The invention relates to a wear-resistant element for partial insertion into a recess in the surface of a wear area of a comminution device, and to a comminution device having such a wear-resistant element.

In comminution devices, such as grinding rollers or crushers, which are used, in particular, for comminution, for example, hard ore, a high degree of wear of the surface of a wear area, such as, for example the grinding roller surface, occurs during operation of the comminution device.

In order to counteract this wear, it is known, for example from

DE 2006 010 042 A1, to attach additional wear-resistant elements to the surface of the grinding roller.

At a certain degree of wear, it is necessary, for example, to replace or renew the wear-resistant elements of the grinding roller, in order to guarantee efficient grinding.

Such a replacement is very cost intensive, due to the frequency and the number of wear-resistant elements.

The problem cited above is also known from other technical areas, such as, for example, the storage of abrasive material in a silo or in a bunker.

Ceramic grains and methods for their production are known from WO 2016/008967 Al.

It is therefore the object of the present invention to provide a wear-resistant element which has a high wear resistance while at the same time being inexpensive to produce.

This problem is solved by a wear-resistant element having the features of independent device claim 1. Advantageous developments arise from the dependent claims.

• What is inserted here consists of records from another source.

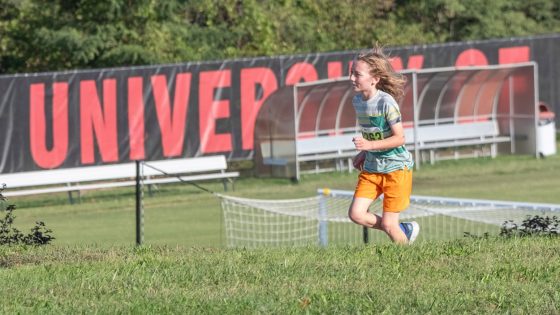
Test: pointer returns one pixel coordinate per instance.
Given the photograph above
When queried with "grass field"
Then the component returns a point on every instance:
(93, 267)
(503, 276)
(183, 215)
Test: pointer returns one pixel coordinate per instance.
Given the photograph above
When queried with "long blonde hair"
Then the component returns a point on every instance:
(389, 80)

According to a first aspect, the invention comprises a wear-resistant element for attaching to a comminution device or a silo, wherein the wear-resistant element is made entirely of a ceramic, which comprises yttrium-stabilized, tetragonal polycrystalline zirconium oxide (TPZ), wherein the TPZ has a volume fraction of at least 60%, preferably at least 80%, in particular 95% to 100%, of the ceramic.

The wear-resistant element is, for example, cylindrical or has a polygonal cross section.

In particular, one end of the wear-resistant element is formed in such a way that it can be fastened to the surface of the wear area, in particular in a recess in the surface of the wear area.

2 20808486.3

The comminution device is, for example, a roller mill, a roll crusher, a hammer mill or a vertical roller mill, wherein the wear area is, in particular, the surface, exposed to a high degree of wear during operation of the comminution device, of a grinding roller, the hammer tools and the surface of the grinding path of a hammer mill, or the surface of the rollers and of the grinding plate of a vertical roller mill.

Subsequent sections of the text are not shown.